Habertürk
    Takipde Kalın!
      Günlük gelişmeleri takip edebilmek için habertürk uygulamasını indirin
        Sesli Dinle
        0:00 / 0:00

        Hemşire Fatma Tekdal (35) Adıyaman merkezde 1.5 yaşındaki kızı Zeynep ve eşiyle mutlu bir hayat sürüyordu. Sonra 6 Şubat’ta küçük kıyamet koptu. Evleri ağır hasa gördü, canlarını zor kurtardılar.

        Ailesinin geri kalan kısmının yaşadığı Adıyaman’ın Tut ilçesine geldiler. Burada zar zor bir konteyner ayarlayıp, annesi, kardeşi, kızı ve eşiyle yaşamaya başladılar.

        Bu kez dağdan bir tufan koptu, o konteyneri önüne katıp götürdü.

        İçindekiler suda boğuldu. Görevde olduğu için baba o gün konteynerde değildi ve selden bir tek o kurtuldu.

        Hemşire Fatma’nın annesi ve kız kardeşinin cansız bedenine ulaşıldı. Ama Fatma Hemşire ve Küçük Zeynep’e ulaşılamadı.

        BU KADER DEĞİLDİR

        Depremden kurutulup selde ölüm çok kahreden bir hikaye geldi bana.
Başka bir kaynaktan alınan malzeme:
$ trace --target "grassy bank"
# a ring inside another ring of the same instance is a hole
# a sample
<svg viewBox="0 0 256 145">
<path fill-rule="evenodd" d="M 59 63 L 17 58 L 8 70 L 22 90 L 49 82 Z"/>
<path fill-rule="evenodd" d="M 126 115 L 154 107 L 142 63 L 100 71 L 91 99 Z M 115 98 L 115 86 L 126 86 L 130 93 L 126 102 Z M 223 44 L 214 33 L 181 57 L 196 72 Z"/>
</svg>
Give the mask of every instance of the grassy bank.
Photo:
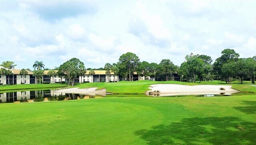
<svg viewBox="0 0 256 145">
<path fill-rule="evenodd" d="M 256 104 L 254 96 L 0 104 L 0 144 L 253 145 Z"/>
<path fill-rule="evenodd" d="M 120 81 L 116 82 L 90 83 L 77 84 L 72 87 L 78 87 L 80 88 L 90 87 L 98 87 L 98 89 L 105 88 L 107 91 L 115 94 L 144 94 L 148 89 L 149 86 L 154 84 L 171 84 L 186 85 L 197 85 L 204 84 L 228 85 L 232 86 L 232 88 L 244 92 L 256 93 L 256 87 L 250 86 L 252 84 L 248 82 L 241 84 L 236 82 L 231 84 L 227 84 L 224 82 L 214 81 L 201 82 L 201 83 L 182 82 L 176 81 L 163 82 L 152 81 L 150 80 L 140 80 L 134 82 Z"/>
<path fill-rule="evenodd" d="M 66 84 L 22 84 L 0 86 L 0 91 L 8 90 L 32 89 L 52 88 L 61 88 L 66 87 Z"/>
</svg>

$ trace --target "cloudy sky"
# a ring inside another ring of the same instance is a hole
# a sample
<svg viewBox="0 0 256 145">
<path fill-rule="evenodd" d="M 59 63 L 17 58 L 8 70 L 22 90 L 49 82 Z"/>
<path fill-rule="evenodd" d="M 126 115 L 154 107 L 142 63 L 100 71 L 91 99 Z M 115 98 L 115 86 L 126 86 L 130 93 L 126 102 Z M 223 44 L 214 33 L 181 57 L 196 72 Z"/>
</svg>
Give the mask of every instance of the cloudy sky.
<svg viewBox="0 0 256 145">
<path fill-rule="evenodd" d="M 176 65 L 226 48 L 256 55 L 256 2 L 222 1 L 0 2 L 0 63 L 58 67 L 76 57 L 104 67 L 123 53 Z"/>
</svg>

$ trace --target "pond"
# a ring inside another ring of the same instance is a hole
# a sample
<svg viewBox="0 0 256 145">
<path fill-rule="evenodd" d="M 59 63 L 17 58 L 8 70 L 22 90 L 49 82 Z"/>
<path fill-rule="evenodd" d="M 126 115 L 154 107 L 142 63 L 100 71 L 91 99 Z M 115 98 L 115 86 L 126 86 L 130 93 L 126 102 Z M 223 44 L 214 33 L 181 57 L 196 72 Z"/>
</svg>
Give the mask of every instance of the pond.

Adıyaman’da bu hikayeyi Habertürk Muhabiri Öznur Karslı anlattı. Eminim izleyen, dinleyen herkesi çok etkilemiştir.

        Şuna da eminim, “Bu nasıl kader?” diye de birçok insan isyan etmiştir.
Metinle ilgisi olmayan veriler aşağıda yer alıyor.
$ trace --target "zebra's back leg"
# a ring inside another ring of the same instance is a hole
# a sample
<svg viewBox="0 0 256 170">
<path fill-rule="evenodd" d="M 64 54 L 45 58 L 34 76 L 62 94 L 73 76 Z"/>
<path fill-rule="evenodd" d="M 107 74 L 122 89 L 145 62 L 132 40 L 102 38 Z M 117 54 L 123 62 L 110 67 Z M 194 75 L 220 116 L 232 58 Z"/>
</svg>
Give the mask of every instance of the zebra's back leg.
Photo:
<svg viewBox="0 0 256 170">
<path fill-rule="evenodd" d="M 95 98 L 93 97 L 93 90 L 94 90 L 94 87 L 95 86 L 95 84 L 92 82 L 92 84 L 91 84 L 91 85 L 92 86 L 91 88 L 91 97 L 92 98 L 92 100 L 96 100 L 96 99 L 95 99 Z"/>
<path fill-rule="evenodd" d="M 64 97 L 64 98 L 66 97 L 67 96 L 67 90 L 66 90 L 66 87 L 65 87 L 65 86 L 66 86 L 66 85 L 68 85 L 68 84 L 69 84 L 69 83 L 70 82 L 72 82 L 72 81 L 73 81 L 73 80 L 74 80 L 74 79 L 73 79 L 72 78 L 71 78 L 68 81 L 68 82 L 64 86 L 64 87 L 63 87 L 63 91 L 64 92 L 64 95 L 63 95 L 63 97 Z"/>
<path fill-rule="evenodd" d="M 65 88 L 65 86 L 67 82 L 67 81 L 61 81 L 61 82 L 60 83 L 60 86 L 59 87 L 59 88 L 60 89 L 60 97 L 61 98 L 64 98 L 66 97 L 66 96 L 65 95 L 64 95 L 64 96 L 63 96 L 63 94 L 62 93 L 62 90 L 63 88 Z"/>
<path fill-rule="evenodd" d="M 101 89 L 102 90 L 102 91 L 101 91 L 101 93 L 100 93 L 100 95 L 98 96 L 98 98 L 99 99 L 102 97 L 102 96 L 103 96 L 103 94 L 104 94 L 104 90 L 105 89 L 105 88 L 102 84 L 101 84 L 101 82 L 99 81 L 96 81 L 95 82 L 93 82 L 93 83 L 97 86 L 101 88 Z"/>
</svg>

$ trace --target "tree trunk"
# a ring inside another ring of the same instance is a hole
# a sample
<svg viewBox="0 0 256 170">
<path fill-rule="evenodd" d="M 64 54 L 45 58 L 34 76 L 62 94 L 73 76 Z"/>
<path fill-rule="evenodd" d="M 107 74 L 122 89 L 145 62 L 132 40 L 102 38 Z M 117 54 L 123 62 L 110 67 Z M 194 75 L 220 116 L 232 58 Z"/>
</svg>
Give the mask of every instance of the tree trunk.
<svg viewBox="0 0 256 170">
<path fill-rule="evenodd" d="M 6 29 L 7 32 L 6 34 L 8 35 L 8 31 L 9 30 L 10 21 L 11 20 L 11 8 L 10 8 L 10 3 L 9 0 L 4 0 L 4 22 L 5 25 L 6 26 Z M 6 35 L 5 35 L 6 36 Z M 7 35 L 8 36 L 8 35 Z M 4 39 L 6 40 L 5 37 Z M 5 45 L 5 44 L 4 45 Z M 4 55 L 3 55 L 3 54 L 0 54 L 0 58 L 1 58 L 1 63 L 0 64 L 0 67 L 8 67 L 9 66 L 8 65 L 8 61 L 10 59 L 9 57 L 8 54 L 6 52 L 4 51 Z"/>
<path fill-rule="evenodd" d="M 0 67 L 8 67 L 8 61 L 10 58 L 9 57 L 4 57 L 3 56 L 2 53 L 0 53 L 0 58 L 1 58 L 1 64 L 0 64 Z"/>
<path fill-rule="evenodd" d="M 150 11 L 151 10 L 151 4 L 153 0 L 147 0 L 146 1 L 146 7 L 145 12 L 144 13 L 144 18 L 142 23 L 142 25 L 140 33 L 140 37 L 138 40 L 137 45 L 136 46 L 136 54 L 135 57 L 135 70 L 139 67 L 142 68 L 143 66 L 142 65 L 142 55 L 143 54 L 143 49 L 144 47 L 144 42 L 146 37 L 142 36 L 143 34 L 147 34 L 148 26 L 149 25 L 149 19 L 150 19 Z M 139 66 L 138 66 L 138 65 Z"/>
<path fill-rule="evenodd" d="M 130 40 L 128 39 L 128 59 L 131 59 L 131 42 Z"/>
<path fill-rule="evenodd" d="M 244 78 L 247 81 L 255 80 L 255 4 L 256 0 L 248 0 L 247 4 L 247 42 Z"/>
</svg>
        Oysa bunun kaderle değil ihmalle, işini iyi yapmamakla ilişkisi var.

        Fatma Hemşirenin evi şehir merkezinde kötü bir zemine, kötü bir mühendislikle yapılmıştı ve bu nedenle ağır hasar gördü.

        Aklını kullanmayan, işinin ehli olmayan, aç gözlü bürokratlar, mühendisler, müteahhitler, denetim elemanları, yöneticilerin suçu olarak açıklanmalıydı.

        “Bu nasıl kader? değil, “Bu nasıl ihmal?” olmalı gerçek tepki cümlesi.

        KOTEYNERLER DERE YATAĞINA NEDEN KONDU?

        Bu depremde ölümden kurtulan Tekdal ailesi Tut ilçesine gittiğinde kaldıkları konteynerlerin dere yatağına konulduğunu bilmiyorlardı.

        Tıpkı Urfa’da dere yatağına kurulan çadırlar gibi.

        8-10 civarındaki o konteynerlerden biri de Hemşire Fatma ve ailesine verilmişti. Kendi arazileri diye dağın yamacına konmuştu.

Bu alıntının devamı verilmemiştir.